COLUMBIA, S.C. – Continuity is key to quality offensive line play.
According to South Carolina coach Will Muschamp, the offensive line and secondary need to be the “most closely tied units” on any football team, not just this one.
“Generally, if there’s a mistake, the other band is playing and that’s not good,” he said. “You’ve got to be in communication and understanding leverage and shades and how different people play you. That communication is critical.”
Since inserting Malik Young at right tackle against Texas A&M, South Carolina’s starting offensive line has gone unchanged: left tackle Mason Zandi, left guard Zack Bailey, center Alan Knott and right guard Cory Helms.
Three games, that’s one heck of a streak, considering the Gamecocks had four different offensive line groups to start the season.
“I think our ability to have our starting five start three games, that’s huge,” Zandi said. “We always talk about cohesion up front. Zack and I have great communication. Sometimes, we don’t have to speak to one another – a tap on the hip and he knows exactly what I’m talking about. If you can do that, that’s huge.

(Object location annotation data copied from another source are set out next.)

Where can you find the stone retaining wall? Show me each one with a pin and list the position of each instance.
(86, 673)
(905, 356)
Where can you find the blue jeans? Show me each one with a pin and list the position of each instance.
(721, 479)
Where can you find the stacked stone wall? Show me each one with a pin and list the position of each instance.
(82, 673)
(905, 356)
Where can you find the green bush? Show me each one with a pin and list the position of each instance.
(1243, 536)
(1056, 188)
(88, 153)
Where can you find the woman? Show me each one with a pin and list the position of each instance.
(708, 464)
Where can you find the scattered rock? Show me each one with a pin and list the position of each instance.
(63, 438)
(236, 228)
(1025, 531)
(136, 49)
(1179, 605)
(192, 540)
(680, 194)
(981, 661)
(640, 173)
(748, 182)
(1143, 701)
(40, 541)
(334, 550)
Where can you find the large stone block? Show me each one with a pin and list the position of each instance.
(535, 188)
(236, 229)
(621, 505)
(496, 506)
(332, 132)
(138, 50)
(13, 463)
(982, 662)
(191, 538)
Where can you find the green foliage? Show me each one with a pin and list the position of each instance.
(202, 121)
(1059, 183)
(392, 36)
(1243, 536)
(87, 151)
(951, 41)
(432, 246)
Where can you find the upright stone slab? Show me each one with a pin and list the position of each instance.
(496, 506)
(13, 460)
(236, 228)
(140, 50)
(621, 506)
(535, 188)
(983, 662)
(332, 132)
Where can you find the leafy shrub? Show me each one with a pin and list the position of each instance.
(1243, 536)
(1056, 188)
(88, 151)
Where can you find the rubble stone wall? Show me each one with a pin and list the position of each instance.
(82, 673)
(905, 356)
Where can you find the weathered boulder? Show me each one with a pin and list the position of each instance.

“That’s what’s happening with Cory and Malik now and, of course, Alan is the general of it all. I think the cohesion up front and having the set five has helped us.”
On Saturday nights, they’ll face a Tennessee defense that is 11th among SEC teams, giving up an average of 215.3 yards per game. South Carolina, the worst run offense in the league, is fresh off a season-high 194 yards rushing against Massachusetts.
Rico Dowdle ran 16 times for 87 yards against the Minutemen. David Williams had 15 carries for 69 yards and 2 touchdowns. Toss in A.J. Turner, who leads the team with 300 yards, and the Gamecocks have an intriguing trio of running backs.
“If you’ve got (three) backs that are playing well,” Zandi said, “Most teams focus on having one back playing well, but if you’ve got two backs playing well and hitting their stride – I think Dave had two touchdowns on Saturday, that’s huge for him. That’s huge.
“With (Williams and Dowdle) playing well, I think it’s a high probability that we’ll be productive up front.”
For the running backs, it also helps to have a quarterback who’s capable of finding receivers that can get open in the downfield passing game, which hasn’t always been the case this season.
“I really think it opens the run game a ton,” Turner said. “Taking shots downfield and us completing passes, it really opens up the run game. David Williams had a great game versus UMass on Saturday, Rico did, too. I think that’s part of Jake (Bentley) taking shots downfield and us just making plays.”
More plays could be available on the ground when the Vols blow into town.
“If the line comes out and everybody does what they’re supposed to do, I think we can have a great game,” Williams said.